Rawls pointed out that the agenda did not include the word “open” and that there was no clearly announced open session.
“No time, no date, no media, discrepancy and argument over what actually occurred, and, in this case, I invoke the spirit of the law. I get legally, you could declare it an open session as long as it’s properly announced at 10 a.m., go to closed session for 12 hours and pop back out … maybe. I would fight that, but in this particular case, there was no open session announced at all. None, The word ‘open’ did not appear on the agenda.
“There was no open session. So, I’ve got that concern,” he said. “I have the other concern. I don’t know the appropriate way to do this … I don’t think our deputy clerk wrote those minutes, and I don’t know who did.”
He asked Deputy Clerk Peyton Nibblett whether he authored the minutes and if they reflected his memory. Nibblett responded yes to both.
“Your concerns about the open session item,” Durbin said, “go to whether … and we can have a discussion on that at another time and place, about the notice requirements. I think that is a separate question from what’s on the floor tonight, which is just to approve whatever a majority of council determines happened at that meeting.”
The minutes were approved in a 3-1-1 vote, with Jones, Lawson, and Rayshaun Gravely voting in favor, Rawls abstaining, and Mei voting against.
Durbin then recommended a second motion to ratify and confirm the city manager’s salary agreement.
Lawson moved to ratify that the city manager relinquished a $10,000 car and phone allowance, does not receive city insurance, and now receives a $215,000 salary effective April 1.
Rawls objected to the wording.
“I don’t see where council actually increased deferred compensation,” he said. “More important, we say we took away the car allowance, but we offered a car. That’s a little bit misleading. … I just do not want to mislead citizens while I’m sitting up here,” he said.
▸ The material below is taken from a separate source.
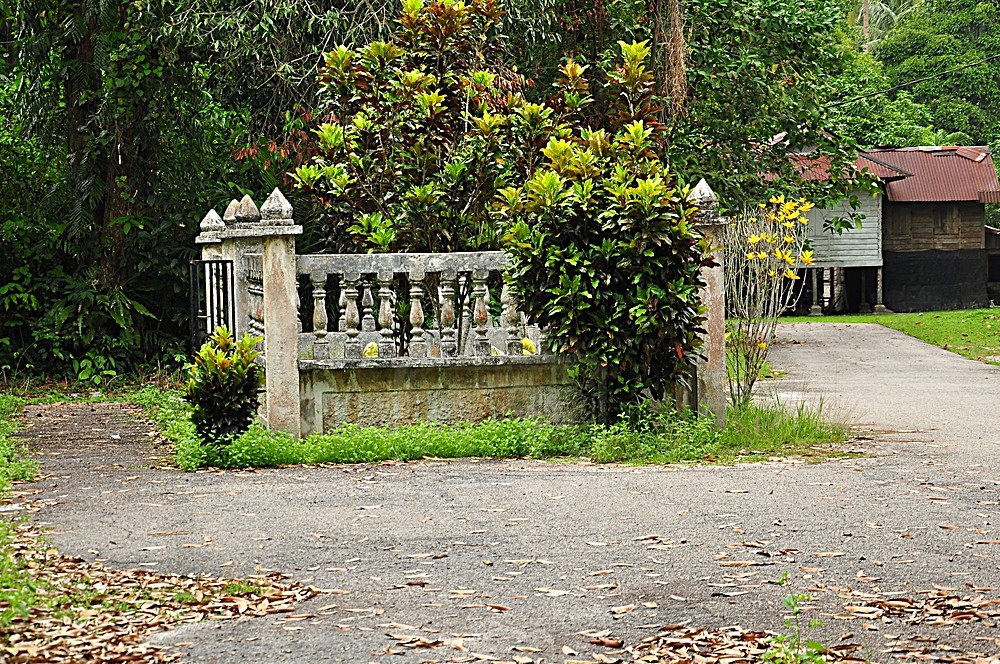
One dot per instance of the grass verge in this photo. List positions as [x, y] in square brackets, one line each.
[14, 462]
[972, 333]
[755, 432]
“If that is the case, then I think that motion should be amended to accurately reflect that,” Durbin said.
“I will amend the motion to what Councilman Rawls just said,” Lawson responded.
Jones said the city manager had been receiving a monthly vehicle stipend and that assigning her a take-home vehicle made sense now that the city has a fleet of Enterprise vehicles.
Mei said he had “great reservations” about the minutes of the March 17 meeting, but declined to elaborate due to its closed-session nature.
“The first draft version (of the minutes) resembles NOTHING like the current one,” he said. “I really believe in closed sessions, so I can’t go into detail … I gotta feel the amended minutes were made to make it look like this was somehow orchestrated by me.”
Mei also alluded to a “recent development” concerning the city manager that he could not discuss publicly.
The final vote to ratify the compensation package was 3-2, with Gravely, Lawson, and Jones in favor, and Rawls and Mei opposed.
The Tuesday meeting included two public hearings: a rezoning request and the proposed abandonment of a street.
*Wayne Draper was appointed to the Board of Appeals; Brandon Martin was appointed to the Planning Commission.